In other words, psychological therapy as an intervention for depression in children has modest results. With 39% responding to psychological treatment and 24% responding in the control group, this means only 15% of participants experience a significant benefit from psychological therapies. Furthermore, there is evidence that the positive benefits for that 15% typically last for between 6 and 12 months.
Psychological interventions for depression in children show slightly more efficacy when the outcome measurement is reliable improvement rather than a 50% reduction in depressive symptoms. 54% of participants in therapy showed reliable improvement versus 32% in the control group. These interventions also fared a bit better when measuring whether participants who met the criteria for a depressive disorder before therapy still met those criteria afterward. In the therapy groups, 58% of participants no longer met that criteria versus 36% in the control groups.
When examining participants in the months immediately following the therapeutic intervention, the number needed to treat across all the studies examined by the authors was 6.2, meaning we need to treat 6.2 children with psychological therapies to avoid one negative outcome. At 6–12 months post-intervention, the number needed to treat rises to 7.8.

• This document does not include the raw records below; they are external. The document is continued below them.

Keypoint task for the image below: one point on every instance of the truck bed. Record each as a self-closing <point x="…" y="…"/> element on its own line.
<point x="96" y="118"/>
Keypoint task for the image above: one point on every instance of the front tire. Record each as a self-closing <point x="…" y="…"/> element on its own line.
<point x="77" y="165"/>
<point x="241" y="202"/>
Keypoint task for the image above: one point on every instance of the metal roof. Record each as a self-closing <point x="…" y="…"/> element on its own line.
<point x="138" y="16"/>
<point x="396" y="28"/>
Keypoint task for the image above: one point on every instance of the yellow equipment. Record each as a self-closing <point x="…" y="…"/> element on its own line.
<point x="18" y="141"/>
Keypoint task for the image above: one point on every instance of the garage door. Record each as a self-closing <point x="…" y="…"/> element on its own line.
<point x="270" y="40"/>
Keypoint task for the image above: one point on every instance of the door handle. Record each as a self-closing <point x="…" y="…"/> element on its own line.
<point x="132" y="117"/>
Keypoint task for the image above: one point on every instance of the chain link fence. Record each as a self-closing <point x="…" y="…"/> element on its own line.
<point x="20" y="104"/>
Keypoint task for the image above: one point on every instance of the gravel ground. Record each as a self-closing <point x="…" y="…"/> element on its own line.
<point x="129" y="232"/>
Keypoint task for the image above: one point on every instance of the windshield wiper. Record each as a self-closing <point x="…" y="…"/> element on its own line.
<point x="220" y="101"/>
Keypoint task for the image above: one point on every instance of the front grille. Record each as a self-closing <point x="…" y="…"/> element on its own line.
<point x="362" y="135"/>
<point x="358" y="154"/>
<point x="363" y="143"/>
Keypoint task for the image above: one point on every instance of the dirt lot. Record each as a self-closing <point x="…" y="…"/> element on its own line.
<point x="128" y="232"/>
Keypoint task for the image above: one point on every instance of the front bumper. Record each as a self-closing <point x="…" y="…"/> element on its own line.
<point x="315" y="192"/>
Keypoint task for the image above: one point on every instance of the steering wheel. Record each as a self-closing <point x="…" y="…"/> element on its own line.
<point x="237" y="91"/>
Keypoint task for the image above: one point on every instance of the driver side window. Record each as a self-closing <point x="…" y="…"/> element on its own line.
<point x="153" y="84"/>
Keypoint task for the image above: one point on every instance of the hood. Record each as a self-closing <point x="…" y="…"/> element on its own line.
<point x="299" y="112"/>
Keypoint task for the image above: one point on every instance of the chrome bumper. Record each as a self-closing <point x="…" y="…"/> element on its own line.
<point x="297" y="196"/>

The authors calculate a deterioration rate for participants receiving psychological treatment for depression at 6% versus 13% in the control groups.
The authors note several limitations for the current research. First, the heterogeneity of the studies included in the meta-analysis is high, meaning the studies had significant differences in how they collected and reported data. This could reduce the validity of the current research. Second, the response rates and rates for clinically significant improvement were estimated. The risk of bias was large in many of the included studies. The authors note that the number needed to treat is significantly higher when only including the studies with a low risk of bias. The authors summarize their findings as follows:
“The response rates are moderate, with about 60% of those receiving therapy not responding within two months. In the control conditions, this was considerably lower, but the additional benefit of therapies above the control condition is still modest. This means that the majority of children and adolescents do not respond to the therapies tested in these studies to date, and a considerable number would also have responded without therapy. These findings make clear that new, more effective treatments are needed to further reduce the burden of depression in these age groups.”
Cuijpers, P., Karyotaki, E., Ciharova, M., Miguel, C., Noma, H., Stikkelbroek, Y., Weisz, J. R., & Furukawa, T. A. (2021). The effects of psychological treatments of depression in children and adolescents on response, reliable change, and deterioration: A systematic review and meta-analysis. European Child & Adolescent Psychiatry. https://doi.org/10.1007/s00787-021-01884-6 (Link)
The corrupt research and reporting practices aside, it would be hard for anyone to “respond to treatment” when the circumstances that caused the distress in the first place remain unchanged. This is especially true for children who would have limited resources or the power to effect change in their environments.